By Glecy Duran and Hetty Alcuitas
While Immigration Minister Jason Kenney called December 12 a “happy day” when he announced so-called “improvements” to Canada’s flawed Live-in Caregiver Program, it was far from a happy day for Filipino live-in caregivers and their advocates. Filipino women make up over 90 percent of those entering Canada under the LCP.
Progressive organizations of Filipino women, workers, and youth maintain that the changes made to the LCP are merely cosmetic and represent yet another tactic to justify the continuation and expansion of modern-day slavery programs, like the LCP, in Canada. The National Alliance of Philippine Women in Canada, SIKLAB-Canada, Filipino-Canadian Youth Alliance, and the Filipino Nurses Support Group criticize these changes as an attempt to make the racist and antiwoman LCP more palatable to Canadians in order to cover-up the systemic weaknesses inherent in immigration policies and to defend the ongoing overhaul of the Immigration and Refugee Protection Act.
The proposed changes to the Immigration and Refugee Protection Regulations include the extension of the period of the live-in requirement from three to four years; the option of calculating the required two years of live-in work as months or hours, with the latter option including the ability to claim 390 hours of overtime work but which must be completed in no less than 22 months; and the elimination of the second medical examination when applying for permanent residency. Other minor changes were announced to the administrative side of the program.
Far from providing a genuine solution to improve the situation of live-in caregivers and to respect their human rights, these proposed changes will in reality cause more hardship and suffering for the women and will perpetuate violence against women.
Providing the option of calculating the length of live-in caregiving work by hours does not make much of a difference. If no overtime is worked, 3,900 hours equates to 24 months of work on a standard work week. If overtime is included, there is only a reduction of two months in the amount of live-in work required. And that reduction is borne on the backs of these women, who must work the equivalent of 50 to 60 days of overtime, be paid for that overtime work, and have proof of that overtime work, in order to apply to get their permanent residency two months earlier than if choosing the option of calculation by months.
Extending the three-year deadline for completing the work requirement to four years lengthens the exploitation of live-in caregivers and lengthens the separation from their families.
The elimination of the second medical examination when applying for permanent residency may in practice exclude live-in caregiver applicants in the Philippines who will now be subject to more extensive medical exams before qualifying to come to Canada. As well, the waiver of the second medical examination does not apply to live-in caregivers already in Canada.

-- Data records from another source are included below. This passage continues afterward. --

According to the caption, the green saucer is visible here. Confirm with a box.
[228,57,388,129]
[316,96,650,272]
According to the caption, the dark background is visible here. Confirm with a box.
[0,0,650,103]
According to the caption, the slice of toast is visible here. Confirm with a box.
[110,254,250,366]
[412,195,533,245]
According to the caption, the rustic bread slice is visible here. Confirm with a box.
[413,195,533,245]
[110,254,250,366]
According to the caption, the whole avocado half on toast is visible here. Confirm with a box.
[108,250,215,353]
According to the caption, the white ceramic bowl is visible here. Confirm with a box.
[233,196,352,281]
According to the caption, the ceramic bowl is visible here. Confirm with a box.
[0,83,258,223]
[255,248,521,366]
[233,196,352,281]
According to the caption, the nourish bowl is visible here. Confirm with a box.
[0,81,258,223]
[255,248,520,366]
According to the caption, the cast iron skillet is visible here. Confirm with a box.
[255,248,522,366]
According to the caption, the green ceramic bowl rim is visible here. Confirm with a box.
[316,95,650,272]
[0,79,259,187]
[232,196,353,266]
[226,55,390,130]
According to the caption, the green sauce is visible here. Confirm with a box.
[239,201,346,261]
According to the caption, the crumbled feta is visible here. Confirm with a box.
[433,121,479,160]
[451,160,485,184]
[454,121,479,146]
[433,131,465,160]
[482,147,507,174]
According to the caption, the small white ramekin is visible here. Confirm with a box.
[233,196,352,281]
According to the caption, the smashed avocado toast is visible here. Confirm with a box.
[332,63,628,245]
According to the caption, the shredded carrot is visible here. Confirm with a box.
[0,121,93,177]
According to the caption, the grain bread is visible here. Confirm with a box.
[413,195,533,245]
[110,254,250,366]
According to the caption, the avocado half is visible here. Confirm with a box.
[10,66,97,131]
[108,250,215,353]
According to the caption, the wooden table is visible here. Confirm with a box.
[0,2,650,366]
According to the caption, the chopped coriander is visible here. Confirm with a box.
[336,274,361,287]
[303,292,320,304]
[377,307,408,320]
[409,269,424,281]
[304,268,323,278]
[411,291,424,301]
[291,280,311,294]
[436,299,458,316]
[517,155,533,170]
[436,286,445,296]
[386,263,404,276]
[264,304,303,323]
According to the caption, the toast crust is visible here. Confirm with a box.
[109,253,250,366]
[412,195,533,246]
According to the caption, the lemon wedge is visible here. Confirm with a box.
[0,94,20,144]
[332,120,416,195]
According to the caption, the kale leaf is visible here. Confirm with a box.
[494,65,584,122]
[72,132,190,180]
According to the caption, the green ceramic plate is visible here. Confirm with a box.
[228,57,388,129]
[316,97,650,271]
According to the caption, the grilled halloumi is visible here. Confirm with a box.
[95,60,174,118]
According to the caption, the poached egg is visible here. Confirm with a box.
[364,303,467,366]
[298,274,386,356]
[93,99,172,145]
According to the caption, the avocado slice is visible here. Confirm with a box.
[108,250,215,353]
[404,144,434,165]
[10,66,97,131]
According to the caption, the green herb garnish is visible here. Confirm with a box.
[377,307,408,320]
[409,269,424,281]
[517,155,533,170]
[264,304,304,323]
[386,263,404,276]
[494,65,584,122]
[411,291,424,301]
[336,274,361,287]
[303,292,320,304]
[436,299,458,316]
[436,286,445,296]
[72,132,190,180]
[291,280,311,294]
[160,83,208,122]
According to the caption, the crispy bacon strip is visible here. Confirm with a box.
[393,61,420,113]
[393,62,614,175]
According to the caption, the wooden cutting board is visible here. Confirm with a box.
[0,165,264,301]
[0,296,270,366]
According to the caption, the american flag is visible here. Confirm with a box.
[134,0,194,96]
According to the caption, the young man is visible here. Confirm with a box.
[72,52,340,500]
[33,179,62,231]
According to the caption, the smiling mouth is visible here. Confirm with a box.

The proposed changes do not remove the fundamental pillars of the LCP (the mandatory period of live-in work within a certain period of entry into Canada; the mandatory live-in requirement; temporary immigration status; and the employer-specific work permit) which set the conditions for abuse and exploitation. The changes do not also address the backlog and long delays women continue to face in awaiting the approval of their application for permanent residency, despite Minister Kenney’s claim that these delays have been reduced.
The proposed changes are an insult to all Canadians, because by maintaining the LCP the proposed changes expose the government’s failure to provide much needed social services for its citizens, such as universal childcare and eldercare programs. The LCP is the government’s de facto national childcare program. It is also being used to pave the way for the increasing privatization of healthcare, as many live-in caregivers are nurses from the Philippines taking care of the sick and elderly in private homes.
Citizenship and Immigration Canada must stop playing games with the lives of thousands of Filipino live-in caregivers. The illusory nature of the proposed changes exposes the government’s lack of political will to seriously address the long-standing demands of live-in caregivers and their advocates to abolish the mandatory live-in requirement, to grant them permanent residency upon arrival, and the accreditation of their professional backgrounds. By ignoring the demands of live-in caregivers, it is clear that Canada treats the LCP as an employer-driven program and, therefore, will always propose changes that serve the interest of the employers, agencies, and others who profit from the LCP.
Although many see this program as a way for Filipinos to enter Canada, the realities of the harsh negative short-term and long-term impacts of the LCP on Filipino women and their families far outweigh the benefits of citizenship. Offering the prize of citizenship is a classic tactic, as Canada dangles a “carrot on a stick” in order to attract and retain live-in caregivers to fulfill the dirtiest, most difficult, and dangerous jobs that no other Canadians will take.
For over 20 years now, Filipino-Canadians have been steadfast in calling for the scrapping of the LCP. A program that is inherently flawed and violent cannot and should not be reformed. As workers, we should not allow Minister Kenney to pit us against each other. Filipino women, workers, and youth will remain vigilant in their struggle to end the exploitation of and systemic violence experienced by these live-in caregivers as women and as workers. We call on the support of other progressive Canadians to support our calls for a just and progressive immigration, child-care, and health-care system.
Glecy Duran is vice chair of SIKLAB-Canada.
Hetty Alcuitas is a spokesperson for the Philippine Women Centre of B.C.